Nesta quinta-feira (18), um estudo do Instituto Brasileiro de Economia da Fundação Getulio Vargas analisou o comportamento dos preços de produtos tradicionais do Natal e indicou um cenário mais favorável para a ceia e menos alívio na compra de presentes em 2025. As informações são do Info Money.
O levantamento apurou que a inflação dos itens natalinos somou 0,10% no acumulado de 12 meses até novembro, percentual bem inferior ao avanço observado no mesmo período do ano anterior, quando os preços tinham subido 4,48%. O resultado reforça que o impacto do Natal no orçamento das famílias ocorre de forma desigual entre alimentos e bens de consumo.

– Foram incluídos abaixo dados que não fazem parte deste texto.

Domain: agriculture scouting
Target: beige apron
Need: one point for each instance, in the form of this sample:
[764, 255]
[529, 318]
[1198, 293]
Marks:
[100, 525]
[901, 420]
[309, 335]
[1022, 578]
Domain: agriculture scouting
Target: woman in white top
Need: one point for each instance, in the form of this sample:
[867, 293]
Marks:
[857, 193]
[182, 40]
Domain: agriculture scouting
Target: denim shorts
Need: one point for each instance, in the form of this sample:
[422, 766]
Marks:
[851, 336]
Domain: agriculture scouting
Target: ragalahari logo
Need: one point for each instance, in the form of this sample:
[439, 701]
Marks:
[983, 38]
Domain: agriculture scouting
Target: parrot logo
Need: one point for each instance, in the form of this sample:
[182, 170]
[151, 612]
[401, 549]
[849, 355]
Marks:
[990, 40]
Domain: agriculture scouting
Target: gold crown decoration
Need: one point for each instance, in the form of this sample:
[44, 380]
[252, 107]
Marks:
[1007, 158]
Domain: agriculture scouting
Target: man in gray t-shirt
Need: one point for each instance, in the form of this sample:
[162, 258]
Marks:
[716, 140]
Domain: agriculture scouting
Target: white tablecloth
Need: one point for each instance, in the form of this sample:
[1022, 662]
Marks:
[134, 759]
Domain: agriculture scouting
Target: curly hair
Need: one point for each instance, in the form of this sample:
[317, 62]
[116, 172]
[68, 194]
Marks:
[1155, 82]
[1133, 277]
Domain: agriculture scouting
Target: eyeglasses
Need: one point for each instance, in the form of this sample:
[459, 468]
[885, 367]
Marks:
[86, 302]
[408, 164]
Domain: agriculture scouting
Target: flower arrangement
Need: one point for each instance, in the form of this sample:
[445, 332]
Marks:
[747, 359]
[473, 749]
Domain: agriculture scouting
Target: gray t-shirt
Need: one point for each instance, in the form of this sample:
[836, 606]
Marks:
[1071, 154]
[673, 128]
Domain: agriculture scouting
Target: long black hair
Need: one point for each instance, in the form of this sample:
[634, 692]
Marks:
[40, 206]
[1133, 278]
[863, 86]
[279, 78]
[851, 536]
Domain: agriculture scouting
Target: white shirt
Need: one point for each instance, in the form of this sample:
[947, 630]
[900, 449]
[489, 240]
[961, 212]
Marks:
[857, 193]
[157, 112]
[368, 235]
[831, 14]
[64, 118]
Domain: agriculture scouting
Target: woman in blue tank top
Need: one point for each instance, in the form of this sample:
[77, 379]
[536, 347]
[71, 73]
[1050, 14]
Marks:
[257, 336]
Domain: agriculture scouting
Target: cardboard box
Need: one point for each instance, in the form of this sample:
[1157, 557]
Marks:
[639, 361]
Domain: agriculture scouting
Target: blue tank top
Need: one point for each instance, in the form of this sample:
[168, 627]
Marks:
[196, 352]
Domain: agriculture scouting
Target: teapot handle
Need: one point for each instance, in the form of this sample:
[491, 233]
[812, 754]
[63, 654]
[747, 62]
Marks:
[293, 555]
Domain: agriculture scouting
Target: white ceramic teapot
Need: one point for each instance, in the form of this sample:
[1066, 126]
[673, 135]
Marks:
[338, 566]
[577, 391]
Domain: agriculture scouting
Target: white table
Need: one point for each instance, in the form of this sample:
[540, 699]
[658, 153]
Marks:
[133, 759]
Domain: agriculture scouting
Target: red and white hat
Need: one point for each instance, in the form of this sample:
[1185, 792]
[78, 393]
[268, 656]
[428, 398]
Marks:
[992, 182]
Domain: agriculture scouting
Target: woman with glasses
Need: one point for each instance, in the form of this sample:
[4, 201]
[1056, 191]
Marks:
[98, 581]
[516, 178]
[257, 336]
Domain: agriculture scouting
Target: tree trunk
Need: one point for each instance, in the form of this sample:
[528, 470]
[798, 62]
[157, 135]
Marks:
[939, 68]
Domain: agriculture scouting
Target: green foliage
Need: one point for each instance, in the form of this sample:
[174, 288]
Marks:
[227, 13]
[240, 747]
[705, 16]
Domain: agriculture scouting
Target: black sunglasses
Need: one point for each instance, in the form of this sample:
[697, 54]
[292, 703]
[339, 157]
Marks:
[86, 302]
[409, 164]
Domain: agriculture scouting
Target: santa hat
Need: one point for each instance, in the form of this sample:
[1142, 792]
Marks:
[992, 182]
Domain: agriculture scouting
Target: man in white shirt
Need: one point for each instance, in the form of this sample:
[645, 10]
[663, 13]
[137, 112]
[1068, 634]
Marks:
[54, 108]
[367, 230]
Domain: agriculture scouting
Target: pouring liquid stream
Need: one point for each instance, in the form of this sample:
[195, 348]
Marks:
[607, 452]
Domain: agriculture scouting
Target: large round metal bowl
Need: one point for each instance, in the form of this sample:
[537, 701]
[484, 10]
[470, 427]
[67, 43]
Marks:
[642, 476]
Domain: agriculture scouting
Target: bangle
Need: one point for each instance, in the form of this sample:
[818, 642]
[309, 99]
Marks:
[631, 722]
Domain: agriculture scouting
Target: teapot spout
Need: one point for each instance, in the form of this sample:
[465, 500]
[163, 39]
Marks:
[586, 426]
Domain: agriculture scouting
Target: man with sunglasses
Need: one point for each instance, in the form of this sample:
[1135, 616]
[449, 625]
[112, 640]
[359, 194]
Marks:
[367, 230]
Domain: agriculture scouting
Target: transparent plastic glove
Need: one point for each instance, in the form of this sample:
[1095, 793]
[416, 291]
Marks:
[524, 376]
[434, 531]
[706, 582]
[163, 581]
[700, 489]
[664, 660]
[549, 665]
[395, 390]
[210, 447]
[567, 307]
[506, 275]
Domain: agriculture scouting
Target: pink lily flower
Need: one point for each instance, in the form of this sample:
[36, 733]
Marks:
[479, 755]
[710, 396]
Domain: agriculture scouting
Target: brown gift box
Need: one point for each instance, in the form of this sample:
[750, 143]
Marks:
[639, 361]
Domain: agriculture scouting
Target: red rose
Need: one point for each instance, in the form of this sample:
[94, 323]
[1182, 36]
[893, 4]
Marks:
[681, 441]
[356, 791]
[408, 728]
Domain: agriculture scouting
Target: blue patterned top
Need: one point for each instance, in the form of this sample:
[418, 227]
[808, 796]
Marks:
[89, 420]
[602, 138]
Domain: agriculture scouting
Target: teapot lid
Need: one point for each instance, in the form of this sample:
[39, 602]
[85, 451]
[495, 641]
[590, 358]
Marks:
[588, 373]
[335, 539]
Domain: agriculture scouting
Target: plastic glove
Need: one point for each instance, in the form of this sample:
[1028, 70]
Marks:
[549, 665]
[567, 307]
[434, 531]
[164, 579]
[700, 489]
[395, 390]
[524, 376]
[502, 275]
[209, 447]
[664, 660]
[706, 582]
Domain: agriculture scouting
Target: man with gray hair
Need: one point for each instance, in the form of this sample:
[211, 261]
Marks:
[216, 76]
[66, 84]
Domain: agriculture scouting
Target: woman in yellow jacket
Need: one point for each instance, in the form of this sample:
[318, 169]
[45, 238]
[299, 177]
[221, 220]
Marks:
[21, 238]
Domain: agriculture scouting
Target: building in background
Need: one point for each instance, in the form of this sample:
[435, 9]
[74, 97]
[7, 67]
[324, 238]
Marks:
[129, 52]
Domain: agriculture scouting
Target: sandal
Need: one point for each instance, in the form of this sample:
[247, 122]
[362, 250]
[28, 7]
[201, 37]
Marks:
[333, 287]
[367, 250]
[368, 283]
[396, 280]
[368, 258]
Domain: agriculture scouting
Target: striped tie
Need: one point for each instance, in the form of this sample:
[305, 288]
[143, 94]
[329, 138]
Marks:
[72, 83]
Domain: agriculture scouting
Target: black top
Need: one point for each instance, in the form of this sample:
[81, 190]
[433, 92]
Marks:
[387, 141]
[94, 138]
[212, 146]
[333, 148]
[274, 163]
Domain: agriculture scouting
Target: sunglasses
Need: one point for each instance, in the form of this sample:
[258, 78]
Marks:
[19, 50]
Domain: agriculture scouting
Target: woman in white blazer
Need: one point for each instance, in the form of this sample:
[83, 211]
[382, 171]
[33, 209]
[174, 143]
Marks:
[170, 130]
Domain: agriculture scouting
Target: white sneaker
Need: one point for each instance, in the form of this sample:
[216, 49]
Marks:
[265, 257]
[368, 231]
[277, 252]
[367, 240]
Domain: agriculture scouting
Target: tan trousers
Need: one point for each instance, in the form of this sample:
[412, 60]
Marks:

Ceia pesa menos no bolso do consumidor
A cesta de produtos ligados à ceia apresentou recuo de 1,44%, influenciada por quedas relevantes em itens básicos. Batata inglesa, arroz e azeite lideraram as reduções, contribuindo para aliviar o custo das refeições típicas da data. De acordo com o instituto, fatores como melhora das condições climáticas no país, normalização de cadeias produtivas e desaceleração internacional de commodities ajudaram a conter os preços.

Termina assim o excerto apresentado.